Un spectacle en forme de pièce de théâtre
On notera que ce n’est pas non plus par hasard que Juliette ait choisi pour célébrer Anne Sylvestre d’interpréter « Après le théâtre ». Ce récital qui chante aussi le deuil, qui saisit le léger et le tragique de l’ordinaire dans des textes qui sont autant de comédies que des drames avec cette faculté de se saisir de n’importe quel sujet pour en faire de la dentelle, est un hymne à l’art de monter sur les planches. Un de ses complices ouvrant même le concert de coups de brigadier, cet accessoire indispensable à la machinerie théâtrale célébré par François Morel, un ami de Juliette avec qui elle a concocté « Lapins » dans son poème Augustin de Beaupré. Tout ici fait théâtre, tout ici fait sens, jusqu’à Chopin, Schubert, et le Boléro de Ravel en embuscade, pour parler de cet œil qui se pose sur le monde.
Concert du lâcher-prise, de la danse avec les démons, dont les lumières donnent naissance à ce qui ressemble à des tableaux de Turner, ce peintre qu’elle vénère, derrière la blague (elle en fait beaucoup entre les chansons) quelque chose de profond surgit en permanence.

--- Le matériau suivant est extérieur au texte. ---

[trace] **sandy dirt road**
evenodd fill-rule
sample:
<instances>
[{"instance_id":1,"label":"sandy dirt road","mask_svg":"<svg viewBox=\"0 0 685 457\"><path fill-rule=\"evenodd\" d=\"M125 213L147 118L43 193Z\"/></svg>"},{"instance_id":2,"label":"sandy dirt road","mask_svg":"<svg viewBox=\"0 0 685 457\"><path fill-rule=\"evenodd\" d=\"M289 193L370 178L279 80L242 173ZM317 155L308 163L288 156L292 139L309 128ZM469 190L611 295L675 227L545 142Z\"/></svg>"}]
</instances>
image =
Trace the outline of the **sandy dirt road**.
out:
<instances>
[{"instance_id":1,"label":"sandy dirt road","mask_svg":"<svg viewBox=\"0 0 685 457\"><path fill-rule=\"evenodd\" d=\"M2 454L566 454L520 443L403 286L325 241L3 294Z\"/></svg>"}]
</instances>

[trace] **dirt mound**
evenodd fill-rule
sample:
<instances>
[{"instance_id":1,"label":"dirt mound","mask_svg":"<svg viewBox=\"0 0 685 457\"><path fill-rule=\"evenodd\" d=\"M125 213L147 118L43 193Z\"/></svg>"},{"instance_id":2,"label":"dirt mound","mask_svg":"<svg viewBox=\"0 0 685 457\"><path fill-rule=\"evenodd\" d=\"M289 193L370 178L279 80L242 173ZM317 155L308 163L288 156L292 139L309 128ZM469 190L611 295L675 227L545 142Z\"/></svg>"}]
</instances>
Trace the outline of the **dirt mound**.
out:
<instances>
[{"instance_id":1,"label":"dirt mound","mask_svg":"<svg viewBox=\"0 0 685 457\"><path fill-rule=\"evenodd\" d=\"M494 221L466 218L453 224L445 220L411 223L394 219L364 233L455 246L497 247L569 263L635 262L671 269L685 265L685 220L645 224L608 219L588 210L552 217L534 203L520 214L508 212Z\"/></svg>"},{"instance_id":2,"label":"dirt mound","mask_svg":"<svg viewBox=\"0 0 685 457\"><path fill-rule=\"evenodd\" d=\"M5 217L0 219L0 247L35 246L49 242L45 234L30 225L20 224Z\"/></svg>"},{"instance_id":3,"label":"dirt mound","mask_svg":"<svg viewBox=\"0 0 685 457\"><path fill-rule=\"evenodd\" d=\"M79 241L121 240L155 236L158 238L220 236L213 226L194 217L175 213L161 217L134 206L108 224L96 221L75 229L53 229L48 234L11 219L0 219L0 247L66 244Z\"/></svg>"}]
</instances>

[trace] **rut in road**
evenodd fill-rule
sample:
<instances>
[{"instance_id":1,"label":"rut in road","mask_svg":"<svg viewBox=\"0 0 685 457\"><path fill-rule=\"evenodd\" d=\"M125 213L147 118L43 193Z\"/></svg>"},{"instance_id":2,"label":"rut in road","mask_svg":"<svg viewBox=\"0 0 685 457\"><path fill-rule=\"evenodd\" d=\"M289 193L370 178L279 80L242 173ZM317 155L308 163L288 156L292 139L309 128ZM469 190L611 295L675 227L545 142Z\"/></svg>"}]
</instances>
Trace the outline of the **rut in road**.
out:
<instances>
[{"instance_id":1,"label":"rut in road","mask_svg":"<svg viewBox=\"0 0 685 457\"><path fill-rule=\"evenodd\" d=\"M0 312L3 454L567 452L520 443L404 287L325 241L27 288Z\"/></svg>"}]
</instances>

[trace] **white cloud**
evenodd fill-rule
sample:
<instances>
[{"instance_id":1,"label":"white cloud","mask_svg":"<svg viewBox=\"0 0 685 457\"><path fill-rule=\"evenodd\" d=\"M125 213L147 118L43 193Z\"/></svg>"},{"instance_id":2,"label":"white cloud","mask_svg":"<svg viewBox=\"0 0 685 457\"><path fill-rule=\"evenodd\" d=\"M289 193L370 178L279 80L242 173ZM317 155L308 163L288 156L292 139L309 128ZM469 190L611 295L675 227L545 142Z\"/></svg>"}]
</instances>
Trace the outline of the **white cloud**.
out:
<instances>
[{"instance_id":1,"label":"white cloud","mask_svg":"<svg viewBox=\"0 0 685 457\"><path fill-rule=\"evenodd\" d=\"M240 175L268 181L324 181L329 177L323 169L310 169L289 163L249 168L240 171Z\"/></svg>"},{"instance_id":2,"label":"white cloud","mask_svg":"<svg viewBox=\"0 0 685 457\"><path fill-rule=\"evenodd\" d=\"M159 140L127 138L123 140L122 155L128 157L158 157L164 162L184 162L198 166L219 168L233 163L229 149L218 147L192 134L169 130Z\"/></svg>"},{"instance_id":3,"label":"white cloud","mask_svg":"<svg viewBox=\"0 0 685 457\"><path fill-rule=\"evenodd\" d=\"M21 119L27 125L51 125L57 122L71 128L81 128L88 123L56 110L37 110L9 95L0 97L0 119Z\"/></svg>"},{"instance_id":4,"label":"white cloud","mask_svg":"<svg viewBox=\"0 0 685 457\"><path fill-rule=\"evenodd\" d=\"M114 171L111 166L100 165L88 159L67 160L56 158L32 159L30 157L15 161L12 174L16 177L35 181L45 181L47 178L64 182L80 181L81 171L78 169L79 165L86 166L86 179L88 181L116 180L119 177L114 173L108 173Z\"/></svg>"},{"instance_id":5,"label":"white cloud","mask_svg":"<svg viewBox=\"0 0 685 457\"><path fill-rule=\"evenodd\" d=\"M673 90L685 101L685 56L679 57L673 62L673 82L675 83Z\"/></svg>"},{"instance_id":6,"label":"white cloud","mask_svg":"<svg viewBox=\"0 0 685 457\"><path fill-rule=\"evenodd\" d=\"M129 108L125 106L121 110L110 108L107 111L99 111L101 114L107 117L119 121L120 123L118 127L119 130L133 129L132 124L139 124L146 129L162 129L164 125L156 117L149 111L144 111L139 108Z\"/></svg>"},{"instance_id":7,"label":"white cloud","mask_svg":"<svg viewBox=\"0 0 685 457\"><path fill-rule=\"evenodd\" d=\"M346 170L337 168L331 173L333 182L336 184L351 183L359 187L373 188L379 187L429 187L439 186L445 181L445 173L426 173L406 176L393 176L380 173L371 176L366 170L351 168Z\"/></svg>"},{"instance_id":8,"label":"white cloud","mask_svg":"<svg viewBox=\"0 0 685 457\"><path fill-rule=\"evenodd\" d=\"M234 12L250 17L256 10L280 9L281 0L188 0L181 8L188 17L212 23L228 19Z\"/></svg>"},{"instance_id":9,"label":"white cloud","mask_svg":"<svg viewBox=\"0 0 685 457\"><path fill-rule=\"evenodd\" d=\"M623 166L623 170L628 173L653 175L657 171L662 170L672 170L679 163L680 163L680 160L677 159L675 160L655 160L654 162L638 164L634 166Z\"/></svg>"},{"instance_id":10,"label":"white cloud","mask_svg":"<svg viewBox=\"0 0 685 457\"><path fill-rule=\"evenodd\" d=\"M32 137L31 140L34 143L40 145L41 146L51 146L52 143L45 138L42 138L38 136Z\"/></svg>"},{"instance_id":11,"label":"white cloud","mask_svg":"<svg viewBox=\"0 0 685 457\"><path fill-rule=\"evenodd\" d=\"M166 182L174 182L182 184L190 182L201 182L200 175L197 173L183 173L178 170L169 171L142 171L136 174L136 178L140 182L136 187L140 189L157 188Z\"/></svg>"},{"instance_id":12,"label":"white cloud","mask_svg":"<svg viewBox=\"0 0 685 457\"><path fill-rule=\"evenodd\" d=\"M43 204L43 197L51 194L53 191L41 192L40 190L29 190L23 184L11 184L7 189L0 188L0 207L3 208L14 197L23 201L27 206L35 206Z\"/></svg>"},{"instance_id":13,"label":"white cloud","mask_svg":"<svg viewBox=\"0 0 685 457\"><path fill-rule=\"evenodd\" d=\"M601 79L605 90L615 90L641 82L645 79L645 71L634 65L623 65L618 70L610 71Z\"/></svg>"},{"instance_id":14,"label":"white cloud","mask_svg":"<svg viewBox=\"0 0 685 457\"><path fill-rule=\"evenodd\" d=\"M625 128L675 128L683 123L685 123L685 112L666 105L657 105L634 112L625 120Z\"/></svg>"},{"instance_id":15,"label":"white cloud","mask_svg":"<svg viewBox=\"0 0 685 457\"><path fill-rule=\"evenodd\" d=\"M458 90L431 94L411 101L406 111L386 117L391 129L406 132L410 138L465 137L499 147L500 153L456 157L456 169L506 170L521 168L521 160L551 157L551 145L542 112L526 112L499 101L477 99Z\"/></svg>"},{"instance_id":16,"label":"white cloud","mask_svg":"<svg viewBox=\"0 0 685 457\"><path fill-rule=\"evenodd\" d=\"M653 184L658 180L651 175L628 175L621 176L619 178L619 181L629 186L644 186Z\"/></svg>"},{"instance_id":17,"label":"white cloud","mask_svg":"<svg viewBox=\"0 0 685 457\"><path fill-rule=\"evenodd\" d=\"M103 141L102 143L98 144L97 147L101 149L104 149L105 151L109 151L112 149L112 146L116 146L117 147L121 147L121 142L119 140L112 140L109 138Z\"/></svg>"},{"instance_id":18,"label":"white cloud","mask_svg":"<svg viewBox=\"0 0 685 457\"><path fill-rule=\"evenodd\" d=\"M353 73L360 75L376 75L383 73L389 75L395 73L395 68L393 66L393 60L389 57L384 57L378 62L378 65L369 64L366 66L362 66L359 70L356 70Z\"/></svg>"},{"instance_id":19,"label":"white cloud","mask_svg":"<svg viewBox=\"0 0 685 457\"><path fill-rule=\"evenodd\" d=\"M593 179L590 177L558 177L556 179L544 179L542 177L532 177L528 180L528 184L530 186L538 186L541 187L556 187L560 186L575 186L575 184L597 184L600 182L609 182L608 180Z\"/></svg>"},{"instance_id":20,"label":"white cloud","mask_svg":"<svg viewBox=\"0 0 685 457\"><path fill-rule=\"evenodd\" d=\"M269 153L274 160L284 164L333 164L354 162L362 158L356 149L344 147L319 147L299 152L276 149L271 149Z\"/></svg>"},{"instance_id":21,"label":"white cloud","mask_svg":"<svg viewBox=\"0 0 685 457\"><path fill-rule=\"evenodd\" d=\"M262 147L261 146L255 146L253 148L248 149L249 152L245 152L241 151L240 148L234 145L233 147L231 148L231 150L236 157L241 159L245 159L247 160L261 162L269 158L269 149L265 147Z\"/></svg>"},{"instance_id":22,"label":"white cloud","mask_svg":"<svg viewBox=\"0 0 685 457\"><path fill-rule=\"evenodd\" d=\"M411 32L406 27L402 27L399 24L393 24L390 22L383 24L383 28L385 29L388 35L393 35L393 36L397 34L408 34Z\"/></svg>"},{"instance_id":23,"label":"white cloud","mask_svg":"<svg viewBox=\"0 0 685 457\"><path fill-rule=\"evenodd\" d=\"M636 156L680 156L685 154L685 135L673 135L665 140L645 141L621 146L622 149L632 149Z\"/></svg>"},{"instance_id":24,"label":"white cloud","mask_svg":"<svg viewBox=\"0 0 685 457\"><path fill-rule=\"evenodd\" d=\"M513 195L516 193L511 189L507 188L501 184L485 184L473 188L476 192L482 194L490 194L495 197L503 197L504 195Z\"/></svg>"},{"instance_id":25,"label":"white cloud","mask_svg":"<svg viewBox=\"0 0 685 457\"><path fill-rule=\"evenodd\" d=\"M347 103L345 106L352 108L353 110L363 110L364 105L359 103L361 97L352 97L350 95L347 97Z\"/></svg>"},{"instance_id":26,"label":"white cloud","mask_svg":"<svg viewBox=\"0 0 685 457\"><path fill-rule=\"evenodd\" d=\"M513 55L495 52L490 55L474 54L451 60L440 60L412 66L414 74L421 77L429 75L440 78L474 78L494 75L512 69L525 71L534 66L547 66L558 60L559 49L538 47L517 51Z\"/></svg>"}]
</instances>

Pas d’anciens chefs d’œuvre comme « Le festin de Juliette », « Mayerling », « Aller sans retour », « La ballade d’Eole », « Les garçons de mon quartier » mais que des nouveautés extraites des deux précédents albums. Que de l’essentiel de l’inoubliable. « Y-a-t-il une vie sans le théâtre ?», concluait Anne Sylvestre dans sa chanson. Une chose est sûre ! Pour tous ceux qui aiment les « rimes féminines » la chanson française, l’art d’écrire, les musiques qui envoûtent et emportent, il n’y a pas de vie sans Juliette.
Jean-Rémi BARLAND
Album « Chansons de là où l’œil se pose » paru chez Barclay.